Autre problème, le premier ministre semble exclure d’emblée les solutions reposant sur la tarification ou la taxation des produits polluants. Autrement dit, il semble vouloir se fier aux simples « forces du marché » et espérer que cela suffira pour que les Québécois fassent les bons choix. Mais comme on l’a vu, depuis 1973, le marché n’a pu gérer qu’une transition de 0,33 % par année, douze fois moins que les 4 % que l’on cible maintenant. Comment maintiendra-t-on le rythme sans mesures coercitives ? Le plan prévu pour 2020 devra apporter des réponses très convaincantes.

Enfin, François Legault entend stimuler la croissance économique de manière très dynamique. L’ennui, c’est qu’à plus de 3 % de croissance économique par année, la taille de l’économie québécoise aura augmenté de près de 50 % en 2030. Ceci représente à son tour une croissance de près de 25 % de la consommation énergétique — y compris le pétrole. Autrement dit, le Québec doit non seulement réduire de 40 % sa consommation actuelle de pétrole, mais aussi complètement éviter toute augmentation future. En misant aussi fortement sur la croissance économique, le premier ministre complique et retarde l’atteinte de son objectif.

Le cas des gaz à effet de serre

Et les gaz à effet de serre ? L’Accord de Paris mise sur une réduction de 40 % des émissions de gaz à effet de serre (GES) d’ici 2030. Pour le public non averti, la réduction de 40 % de notre consommation pétrolière semble donc promettre d’atteindre cette cible. Or, il n’est en rien, pour trois raisons :

Premièrement, le pétrole n’est pas la seule source d’émission de GES. Il en existe d’autres sources importantes, comme les procédés industriels (aluminium, béton…), l’agriculture, les sites d’enfouissement et la déforestation. Donc, même dans le meilleur des cas, une diminution de 40 % de la consommation de pétrole ne correspond pas à une diminution équivalente des émissions.

Deuxièmement, le pétrole ne sera pas remplacé par des sources 100 % décarbonées. François Legault n’a rien dit sur le gaz naturel et semble vouloir accroître son utilisation. Or, le gaz naturel est loin d’être une énergie propre. Sa combustion représente environ la moitié des émissions du pétrole, ce qui demeure très important. Par ailleurs, les fuites de gaz naturel, même lorsqu’elles demeurent modestes, ont un impact important : le méthane est un GES 86 fois plus puissant que le CO2 et lorsque les fuites sont mal contrôlées, le gaz naturel peut devenir plus polluant que le charbon.

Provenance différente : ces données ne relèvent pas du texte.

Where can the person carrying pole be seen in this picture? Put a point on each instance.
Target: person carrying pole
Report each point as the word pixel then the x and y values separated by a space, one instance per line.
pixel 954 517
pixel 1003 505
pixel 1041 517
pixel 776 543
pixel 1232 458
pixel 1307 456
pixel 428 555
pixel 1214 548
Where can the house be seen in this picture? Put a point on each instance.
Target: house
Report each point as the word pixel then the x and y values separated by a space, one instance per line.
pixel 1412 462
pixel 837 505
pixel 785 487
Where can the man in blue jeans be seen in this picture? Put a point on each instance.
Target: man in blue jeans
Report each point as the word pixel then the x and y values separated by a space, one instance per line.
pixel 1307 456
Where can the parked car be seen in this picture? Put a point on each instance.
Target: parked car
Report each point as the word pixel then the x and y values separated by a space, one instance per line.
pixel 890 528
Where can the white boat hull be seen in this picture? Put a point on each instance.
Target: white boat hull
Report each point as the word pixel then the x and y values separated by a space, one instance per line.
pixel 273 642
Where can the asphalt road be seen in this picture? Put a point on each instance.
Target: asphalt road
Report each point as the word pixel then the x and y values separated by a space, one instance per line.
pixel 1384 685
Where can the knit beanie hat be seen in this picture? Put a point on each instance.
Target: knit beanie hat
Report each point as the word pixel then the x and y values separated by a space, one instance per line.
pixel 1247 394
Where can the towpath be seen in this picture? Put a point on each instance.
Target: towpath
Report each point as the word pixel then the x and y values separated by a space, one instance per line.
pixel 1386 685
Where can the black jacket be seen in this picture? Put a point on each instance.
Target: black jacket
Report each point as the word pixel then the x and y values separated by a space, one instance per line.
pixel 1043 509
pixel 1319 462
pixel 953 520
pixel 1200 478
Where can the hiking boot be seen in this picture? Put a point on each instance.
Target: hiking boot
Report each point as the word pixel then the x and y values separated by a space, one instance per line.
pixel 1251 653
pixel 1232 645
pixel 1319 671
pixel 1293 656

Enfin, il ne faut pas perdre de vue que la production d’électricité n’est pas 100 % décarbonée non plus. Les barrages sont relativement peu émetteurs, mais les équipements et les lignes de transport utilisent de grandes quantités d’acier et de béton, fortement émetteurs de GES. Des produits de substitution au pétrole, comme les voitures électriques, émettent aussi une quantité appréciable de GES lors de leur fabrication (de 13 à 17 tonnes par voiture, dans le cas des Tesla). L’électrification permet donc de réaliser des gains importants, mais elle ne permet pas magiquement d’atteindre des émissions zéro.

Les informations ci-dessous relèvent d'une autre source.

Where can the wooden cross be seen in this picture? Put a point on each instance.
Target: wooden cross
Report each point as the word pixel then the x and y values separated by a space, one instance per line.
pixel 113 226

En somme, même s’il réussissait à réduire notre consommation de pétrole de 40 % — ce qui exigerait un plan génial, exécuté avec brio —, le projet de François Legault ne réussirait à réduire nos émissions que de 20 à 25 %, ce qui reste en deçà de nos engagements en vertu de l’Accord de Paris. La réalité, c’est que la lutte contre les émissions de GES a pris un immense retard et qu’il faut maintenant tenter un improbable rattrapage d’urgence.

On pourra légitimement soutenir qu’un plan imparfait est mieux que pas de plan du tout. Mais on pourra également objecter qu’un plan imparfait ne nous permettra pas d’éviter le chaos climatique, tout au plus à le retarder d’une décennie ou deux.